Rimon School of Music
- Type: Independent
- Established: 1985
- President: Yehuda Eder
- Faculty: 90
- Students: 650
- Location: Ramat Hasharon, Israel
- Website: www.rimonschool.co.il

= Rimon School of Jazz and Contemporary Music =

Contemporary music school in Israel

Rimon School of Music is a contemporary music school in Ramat Hasharon, Israel. It is Israel's largest independent professional school for advanced study of jazz, R&B, bebop, rock, and pop music.

The school was established in 1985, by a group of Berklee graduate Israeli musicians with the intention of making modern music more prominent in Israel.

==Programs==
Rimon's curriculum develops musicianship and social influence through a variety of studies, experiences, and real-world projects. Students may choose to study in Conducting/Arranging/Composition, Performance, Songwriting, Contemporary Music Production, Electronic Music Production, Music Education, The Rimon Jazz Institute, and The First Year in English Program (for international students).

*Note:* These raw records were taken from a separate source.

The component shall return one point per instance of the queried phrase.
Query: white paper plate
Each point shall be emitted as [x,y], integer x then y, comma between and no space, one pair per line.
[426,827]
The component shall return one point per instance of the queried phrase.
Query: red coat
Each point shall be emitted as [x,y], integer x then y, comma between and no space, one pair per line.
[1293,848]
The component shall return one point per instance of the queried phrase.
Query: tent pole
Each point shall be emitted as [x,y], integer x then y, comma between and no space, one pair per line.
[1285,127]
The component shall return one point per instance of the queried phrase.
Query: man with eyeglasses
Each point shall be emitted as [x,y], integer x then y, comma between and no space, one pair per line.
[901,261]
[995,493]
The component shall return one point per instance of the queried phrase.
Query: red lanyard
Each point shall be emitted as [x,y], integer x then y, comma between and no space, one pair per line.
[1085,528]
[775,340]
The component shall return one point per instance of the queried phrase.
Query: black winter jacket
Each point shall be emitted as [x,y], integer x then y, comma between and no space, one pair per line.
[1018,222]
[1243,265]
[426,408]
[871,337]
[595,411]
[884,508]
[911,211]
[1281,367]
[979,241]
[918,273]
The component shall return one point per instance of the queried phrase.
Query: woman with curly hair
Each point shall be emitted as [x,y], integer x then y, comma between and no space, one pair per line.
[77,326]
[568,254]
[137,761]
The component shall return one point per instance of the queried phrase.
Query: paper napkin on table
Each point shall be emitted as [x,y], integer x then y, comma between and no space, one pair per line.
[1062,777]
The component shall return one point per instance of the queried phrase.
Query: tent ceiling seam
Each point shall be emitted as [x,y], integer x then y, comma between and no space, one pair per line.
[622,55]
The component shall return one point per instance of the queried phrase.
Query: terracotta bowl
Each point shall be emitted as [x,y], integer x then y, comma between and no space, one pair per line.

In 1992, Rimon formed an articulation and credit transfer agreement with the Berklee College of Music. Many students who attend Rimon elect to continue their studies to earn a bachelor's or a master's degree internationally.

The school is also partnered with Berklee Institute for Creative Entrepreneurship (BerkleeICE) to create an ongoing incubator and professional development series centered around music technology and innovation. The school also welcomes students from all over the world to study for one year at Rimon, in a full curriculum of music courses taught in the English language.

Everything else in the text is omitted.